The U.S. Men’s National Team will soon take the field to face fellow 2014 FIFA World Cup finalist and No.3-ranked Colombia in a Nov. 14 friendly set to mark the USA’s penultimate game of 2014. The match will take the MNT overseas to the home of Fulham FC – historic Craven Cottage in London – a home away from home for many U.S. players, who have spent time at or are currently part of the English club. To date, more than 18,000 tickets have been sold for the match.
The West London club has always been a special place for players who have donned the Red, White and Blue. Current MNT forward Clint Dempsey spent six seasons at Fulham and broke the record for most goals by an American with 37, surpassing the mark set by fellow U.S. and Fulham icon, Brian McBride.
McBride, who left an indelible mark on the Whites, quickly became one of the fans most beloved players in his four years with the club from 2004-08. The two-time Fulham Player of the Year amassed 33 goals and was named captain for the 2007-08 season. Recently, McBride was named to a special committee to help select the club’s manager. His legacy is visible throughout the stadium, but perhaps most notably in the stadium pub which was renamed McBride’s in his honor.
Former U.S. MNT captain Carlos Bocanegra also spent time at Fulham, becoming one of the few MNT players in history playing outside the United States to simultaneously wear the captain’s armband for both club and country. He was Fulham’s second leading scorer in the 2006-2007 campaign with five goals- behind McBride’s 12 - and finished his career there with eight total in 116 appearances.
Other former U.S. players to have suited up for the Cottagers include goalkeeper Marcus Hahnemann, midfielder and defender Eddie Lewis, three-time World Cup veteran Kasey Keller and striker Eddie Johnson.
This trip will also bring forth several memories for yet another member of the U.S. delegation.

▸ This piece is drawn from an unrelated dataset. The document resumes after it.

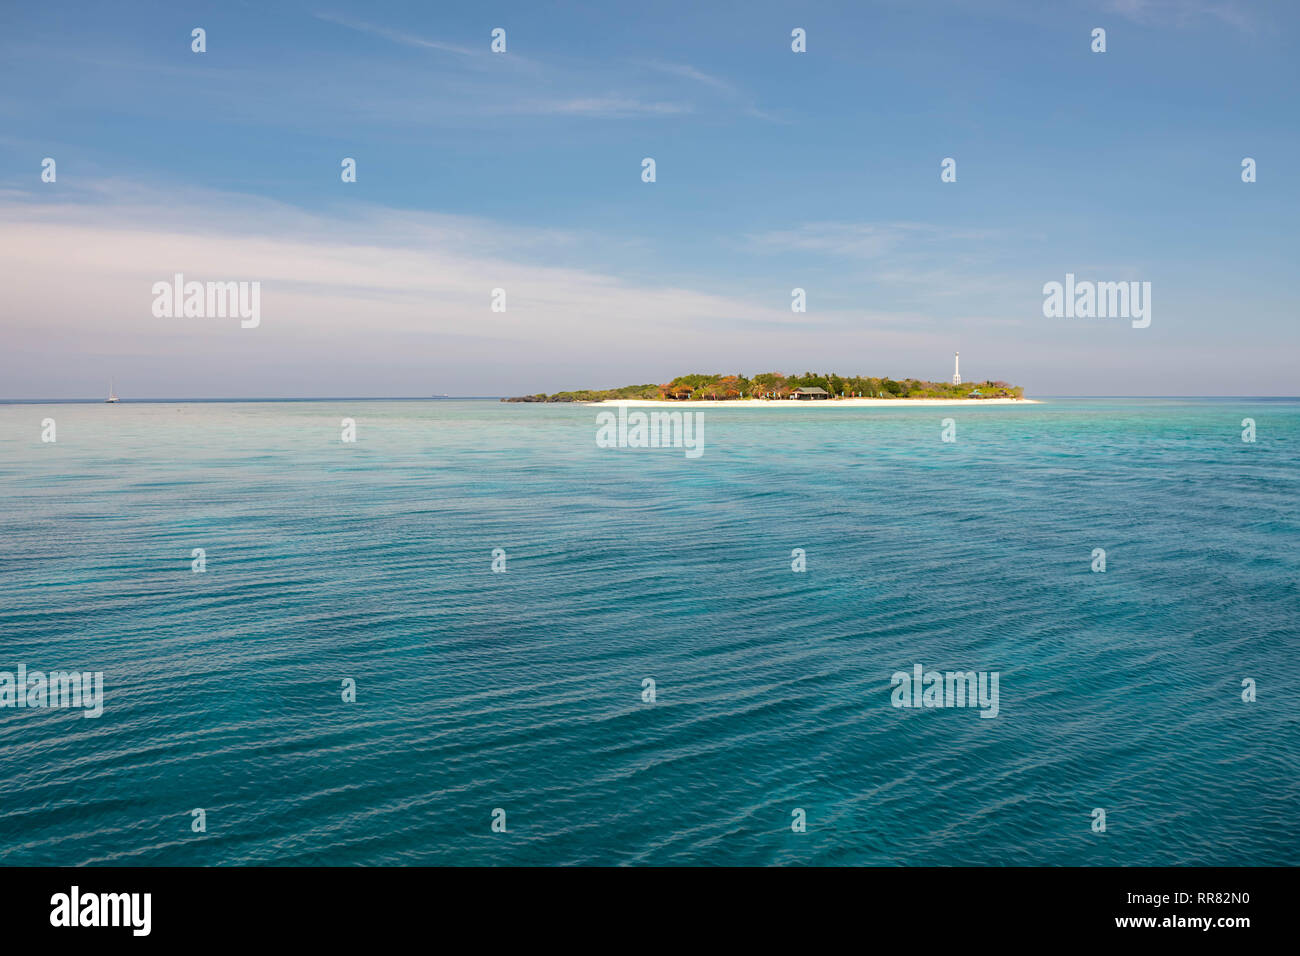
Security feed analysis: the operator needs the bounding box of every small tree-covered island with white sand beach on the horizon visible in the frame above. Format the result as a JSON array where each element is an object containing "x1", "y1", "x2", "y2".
[{"x1": 501, "y1": 372, "x2": 1030, "y2": 405}]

During the course of his career, U.S. MNT head coach Jurgen Klinsmann played in London on numerous occasions. He was a member of Tottenham Hotspur in 1994-95 and again in 1997-98. His first stint with Tottenham not only saw him win the 1995 Football Writers’ Association Footballer of the Year award, but also turned him into a fan favorite across England.
Klinsmann still cherishes the unique connection he built with the English faithful, the city of London and the historic venues in which he played, making this a unique moment in his professional experience.
“This city is just amazing,” said Klinsmann of England’s capital. “It’s one of the most beautiful in the world, it’s cosmopolitan, everyone gets along with each other no matter what background they have and it’s just a soccer-driven city. There’s so much soccer knowledge with the clubs, the stadiums, and the history, and it will be great to be back there to feel it for a week.”
“With Craven Cottage you have one of the most historic stadiums in England and it’s going to be a blast for us,” Klinsmann continued. “For me, reconnecting with the people at Tottenham and to see some old teammates is going to be really nice, but we are there in order to get a good game done, and having Colombia agree to that game is huge for us.”
Colombia is coming off its best performance ever at a FIFA World Cup, having advanced to the quarterfinals in Brazil. It also introduced the world to current Real Madrid midfielder James Rodriguez, who won the Golden Boot as the top goal scorer in the tournament. On the other hand, the USA was able to advance past the “Group of Death” after downing Ghana and taking a point off Portugal in the group stage, but exited the tournament after a tough 2-1 loss to Belgium in the Round of 16 that captured the imagination of millions of American fans thanks to an incredible team spirit and the magnificent performance of U.S. goalkeeper Tim Howard.
The upcoming game versus Colombia will test Klinsmann’s squad as they are set to once again measure themselves against one of the best in the world. The USA’s performance in Brazil drew the attention of the football fans in the UK, and Klinsmann hopes a similar display can be produced on Nov. 14 at Craven Cottage.
“People in England noticed we are coming along,” Klinsmann commented on the English perspective of American soccer. “They were full of compliments after our World Cup performance. Obviously they were sad about their own team not going through to the knock out stage. The respect is simply growing for the United States on a global stage. They’ve noticed we can develop players. They’ve noticed we can put good teams together and that MLS is growing at a very fast pace and getting stronger. They see a National Team that’s taking the game to their opponents – we are not sitting back and defending only against Colombia, we will attack them as well. We want to beat them. It’s going to be difficult, but it’s doable.”